The majority of travelers seeking PEP at this clinic initiated treatment overseas. Most had not received RIG abroad, when it would have been appropriate. Initiation of appropriate treatment is often delayed and is a concern to those without preexposure rabies immunization.
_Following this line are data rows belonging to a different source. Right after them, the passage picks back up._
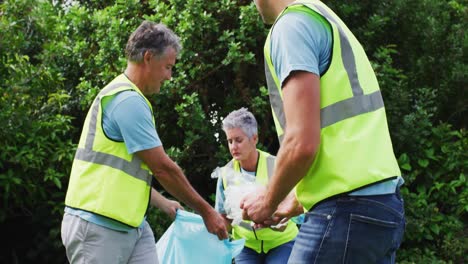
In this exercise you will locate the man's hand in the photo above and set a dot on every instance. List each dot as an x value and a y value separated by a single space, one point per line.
215 224
167 206
171 207
289 207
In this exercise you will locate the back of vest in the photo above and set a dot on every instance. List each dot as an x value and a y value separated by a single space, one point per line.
355 147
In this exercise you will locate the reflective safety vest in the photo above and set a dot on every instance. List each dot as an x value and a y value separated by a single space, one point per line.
105 179
265 239
355 148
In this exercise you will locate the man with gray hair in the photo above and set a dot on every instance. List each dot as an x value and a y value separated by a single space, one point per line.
269 244
117 157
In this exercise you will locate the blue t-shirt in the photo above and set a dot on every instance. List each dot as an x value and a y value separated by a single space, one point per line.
307 46
128 118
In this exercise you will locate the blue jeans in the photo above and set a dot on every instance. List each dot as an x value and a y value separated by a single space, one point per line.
351 229
277 255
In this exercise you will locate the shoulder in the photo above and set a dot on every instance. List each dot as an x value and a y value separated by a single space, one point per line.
293 23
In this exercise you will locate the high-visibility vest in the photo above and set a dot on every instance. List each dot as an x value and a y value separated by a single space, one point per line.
355 148
105 179
265 239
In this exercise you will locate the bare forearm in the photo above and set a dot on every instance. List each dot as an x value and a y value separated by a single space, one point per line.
292 165
173 180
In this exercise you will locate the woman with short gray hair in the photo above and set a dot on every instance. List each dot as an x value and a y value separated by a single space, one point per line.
266 245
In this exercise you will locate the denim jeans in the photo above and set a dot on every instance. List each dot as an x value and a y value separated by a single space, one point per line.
351 229
277 255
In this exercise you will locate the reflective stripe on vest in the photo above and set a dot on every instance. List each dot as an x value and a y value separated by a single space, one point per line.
263 239
105 179
132 168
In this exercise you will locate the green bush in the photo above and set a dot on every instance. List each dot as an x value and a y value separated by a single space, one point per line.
57 55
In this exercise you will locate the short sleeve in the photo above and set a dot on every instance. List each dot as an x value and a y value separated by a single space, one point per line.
128 118
300 42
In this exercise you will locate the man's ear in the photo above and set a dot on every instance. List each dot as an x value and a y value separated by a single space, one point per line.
147 57
255 138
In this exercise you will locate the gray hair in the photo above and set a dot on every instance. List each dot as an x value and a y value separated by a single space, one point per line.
152 37
242 119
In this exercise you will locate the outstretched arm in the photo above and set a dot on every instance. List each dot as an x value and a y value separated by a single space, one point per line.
173 180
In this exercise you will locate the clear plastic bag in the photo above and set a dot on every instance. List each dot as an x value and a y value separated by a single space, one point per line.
188 241
239 185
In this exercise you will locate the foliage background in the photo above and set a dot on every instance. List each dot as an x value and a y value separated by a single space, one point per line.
56 55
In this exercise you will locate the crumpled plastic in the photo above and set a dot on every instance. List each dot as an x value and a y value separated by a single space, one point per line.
188 241
239 185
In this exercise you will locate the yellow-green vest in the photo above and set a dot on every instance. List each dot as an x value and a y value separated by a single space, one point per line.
355 148
265 239
105 179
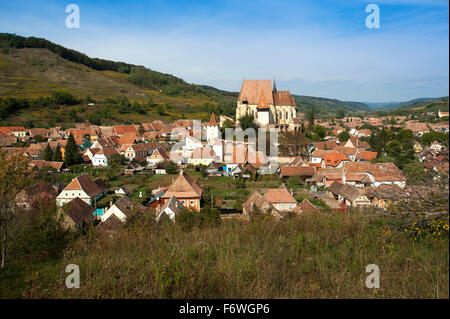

In view of the scarcity of RIG, travelers need to be aware of the risks, consider preexposure immunization, and present early for PEP.

摘要

背景

2009 年,有 5860 万英国居民出国旅行。其中,4950 万人(84.5%)前往欧洲和北美,910 万人(15.5%)前往世界其他地区。狂犬病广泛分布,在许多发展中国家仍然是一个主要的公共卫生问题。英国的肉食动物宿主中没有狂犬病,但已报告蝙蝠感染狂犬病的病例。本研究检查了 2000 年至 2009 年 7 月期间利物浦热带医学院的狂犬病暴露后预防(PEP)服务。

方法

对到诊所接受狂犬病 PEP 的患者的病历进行了回顾。

结果

在研究期间,共有 139 名患者因可能接触狂犬病而接受治疗。平均年龄为 35 岁。泰国和土耳其各占 31 例(22.3%)。就诊者中有 69 例(49.6%)是因狗咬伤。大多数受伤部位为下肢(n=67,48.2%)或手部(n=26,18.7%)。86 例(61.9%)是在国外开始狂犬病 PEP 的,但在符合英国狂犬病免疫球蛋白(RIG)标准的 78 例中,只有 3 例在国外时接受了 RIG。只有另外 11 例在返回英国后接受了 RIG;大多数是在开始 PEP 后超过 7 天就诊的。从暴露到接受狂犬病 PEP 的中位数时间为 1 天(范围:0-1720)。只有 14 例(10.1%)接受过狂犬病暴露前预防接种。

结论

在该诊所寻求 PEP 的旅行者中,大多数在国外开始治疗。大多数人在国外时没有接受 RIG,而这是合适的。适当治疗的开始往往被延迟,这对那些没有狂犬病暴露前免疫的人来说是一个问题。鉴于 RIG 的稀缺性,旅行者需要了解风险,考虑暴露前免疫,并尽早接受 PEP。